Uma primavera a travar instintos

Van Aert não fugiu à verdade desconfortável: as cicatrizes de 2024 seguiram-no para 2025 de forma bem mais teimosa do que esperava.
Por vezes na primavera, disse que se apanhou entre o alívio por evitar o perigo e a frustração por não conseguir comprometer-se totalmente. “Nessa altura não me atrevia a atirar-me, e andava a equilibrar-me entre estar contente por não ter caído e frustrado por não estar colocado”, revelou.
Percebeu depressa que o estilo demasiado cauteloso em que escorregou não tinha nada a ver com quem é. “Percebi que não me fazia feliz simplesmente ir ali a rolar”.
Não era apenas uma questão de forma ou condição. Admitiu abertamente que os problemas de posicionamento, evidentes em algumas das maiores Clássicas, foram ampliados pela hesitação, não só pelas pernas.
Onde o Van Aert de outros anos mergulhava instintivamente nas abertas, este ano travou muitas vezes. Aceitar essa mudança foi um passo complicado, mas necessário. “Talvez tenha feito disto um bicho de sete cabeças, porque reparei que estava bem colocado quando não pensava nisso”, disse.

Depois do Tour, clareza

O verdadeiro reset só chegou quando a Volta a França ficou para trás. Van Aert escolheu um outono mais tranquilo, mas não encontrou satisfação, um lembrete do seu ADN competitivo. “Fiz meia dúzia de corridas sem pressão para render e, por isso, não atingi o meu melhor nível e limitei-me a estar lá. Visto agora, teria sido melhor saltá-las, porque não as desfrutei”, admitiu.
Esse período cristalizou o que hoje vê como essencial: precisa de correr no limite, não apenas participar. “Agora sei muito claramente que competir, para mim, é atingir o meu nível mais alto e dar tudo”.

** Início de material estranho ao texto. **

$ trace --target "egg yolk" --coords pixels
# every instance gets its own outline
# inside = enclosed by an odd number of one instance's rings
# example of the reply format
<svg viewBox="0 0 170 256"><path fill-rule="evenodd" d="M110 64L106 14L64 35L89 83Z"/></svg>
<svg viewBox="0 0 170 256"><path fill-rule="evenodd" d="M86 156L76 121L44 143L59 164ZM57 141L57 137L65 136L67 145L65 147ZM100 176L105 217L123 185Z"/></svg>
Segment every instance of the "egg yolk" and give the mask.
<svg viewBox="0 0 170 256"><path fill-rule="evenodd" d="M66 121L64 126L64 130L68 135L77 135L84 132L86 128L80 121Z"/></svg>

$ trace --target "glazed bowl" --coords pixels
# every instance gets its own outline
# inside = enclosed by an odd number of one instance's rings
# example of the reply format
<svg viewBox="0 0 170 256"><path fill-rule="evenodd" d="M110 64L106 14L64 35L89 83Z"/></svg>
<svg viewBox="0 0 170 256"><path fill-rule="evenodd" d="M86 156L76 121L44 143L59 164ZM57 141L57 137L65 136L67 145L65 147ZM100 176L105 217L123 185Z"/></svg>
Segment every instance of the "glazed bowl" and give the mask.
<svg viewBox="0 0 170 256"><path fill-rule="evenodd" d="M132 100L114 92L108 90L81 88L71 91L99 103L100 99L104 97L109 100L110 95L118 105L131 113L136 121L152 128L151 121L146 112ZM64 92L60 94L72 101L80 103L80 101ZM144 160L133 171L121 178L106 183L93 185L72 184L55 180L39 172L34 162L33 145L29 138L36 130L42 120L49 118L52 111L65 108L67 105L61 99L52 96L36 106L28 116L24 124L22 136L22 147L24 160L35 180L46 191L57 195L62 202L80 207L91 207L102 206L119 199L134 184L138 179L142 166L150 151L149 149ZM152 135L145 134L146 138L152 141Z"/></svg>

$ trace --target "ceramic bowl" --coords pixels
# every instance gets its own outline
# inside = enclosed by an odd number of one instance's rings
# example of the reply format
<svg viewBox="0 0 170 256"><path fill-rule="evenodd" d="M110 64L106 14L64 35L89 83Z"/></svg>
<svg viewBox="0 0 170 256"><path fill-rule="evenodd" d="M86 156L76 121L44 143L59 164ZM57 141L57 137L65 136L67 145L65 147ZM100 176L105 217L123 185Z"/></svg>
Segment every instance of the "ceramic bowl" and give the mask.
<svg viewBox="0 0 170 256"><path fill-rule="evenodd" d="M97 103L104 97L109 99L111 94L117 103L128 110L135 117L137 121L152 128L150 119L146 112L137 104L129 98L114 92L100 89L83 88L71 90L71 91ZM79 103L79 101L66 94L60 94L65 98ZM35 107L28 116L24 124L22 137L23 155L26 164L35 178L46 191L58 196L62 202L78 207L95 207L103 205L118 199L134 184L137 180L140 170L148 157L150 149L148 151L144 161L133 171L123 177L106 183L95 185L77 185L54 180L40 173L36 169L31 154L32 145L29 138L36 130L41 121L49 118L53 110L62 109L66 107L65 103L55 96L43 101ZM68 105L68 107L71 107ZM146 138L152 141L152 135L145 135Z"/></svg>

Dwars door Vlaanderen: um momento que feriu mais do que parecia

Um dos pontos de tensão mais públicos do ano foi na Dwars door Vlaanderen, onde a Visma desperdiçou uma superioridade de três contra um frente ao norte-americano Neilson Powless. Os holofotes apontaram rapidamente a Van Aert, que optou por sprintar ele próprio em vez de lançar um colega, decisão de que se arrependeu de imediato.
“Fiquei extremamente desapontado comigo, porque quando decidi sprintar não fui fiel a quem sou”, analisou. Quis a vitória em excesso, com receio de que um colega lhe tirasse a oportunidade.
Crucialmente, os colegas e o DD Grischa Niermann não o castigaram. O apoio que sentiu foi chão, não peso. “Ajudou-me enormemente não sentir frustração ou raiva de ninguém para comigo”, afirmou Van Aert.
A fome de vencer estava lá, o instinto, a chama, mas sabia que a decisão fora errada. Não embaraçosa, nem catastrófica, apenas errada.

Pressão, expectativas e a necessidade de provar algo

No arranque da época, o exterior esperava que Van Aert reencontrasse de imediato o antigo nível. Essa expectativa, admitiu, pesou mais do que percebia.
Demi Vollering saiu em sua defesa nas redes sociais, lembrando como os grandes atletas por vezes tomam decisões imperfeitas sob pressão, sobretudo quando o mundo lá fora desconhece as tempestades que gerem por dentro.
Van Aert não discordou. “Pode acontecer não quereres vencer em primeiro lugar por ti, mas mais para dizer: vejam, ainda consigo ganhar,” disse. Não por manchetes, nem por críticos, mas para se tranquilizar.
E essa necessidade de resposta cresceu à medida que não chegaram as prestações no Opening Weekend e na E3 Saxo Classic. “Sem dar por isso, talvez queiras responder a isso”, refletiu.

Redescobrir porque corre

No fundo, o fio condutor de tudo o que disse, das dúvidas da primavera à frustração do outono, foi a procura da alegria. Não conforto. Não segurança. Real satisfação.
Esse sentimento voltou em Siena, sob o pó e o caos do Giro, quando venceu apesar de nem acreditar que o dia lhe assentava. “Há poucas vitórias cujo sentimento se aproxime. Fico arrepiado ao falar disso”. disse. “Foi um período difícil que acabou por se tornar algo positivo. Tudo encaixou”.
Foi um ponto de viragem nascido de luta genuína. Mais cedo nesse Giro admitiu: “No dia cinco perguntei-me se fazia sequer sentido continuar”. Mas a vitória virou a página emocional.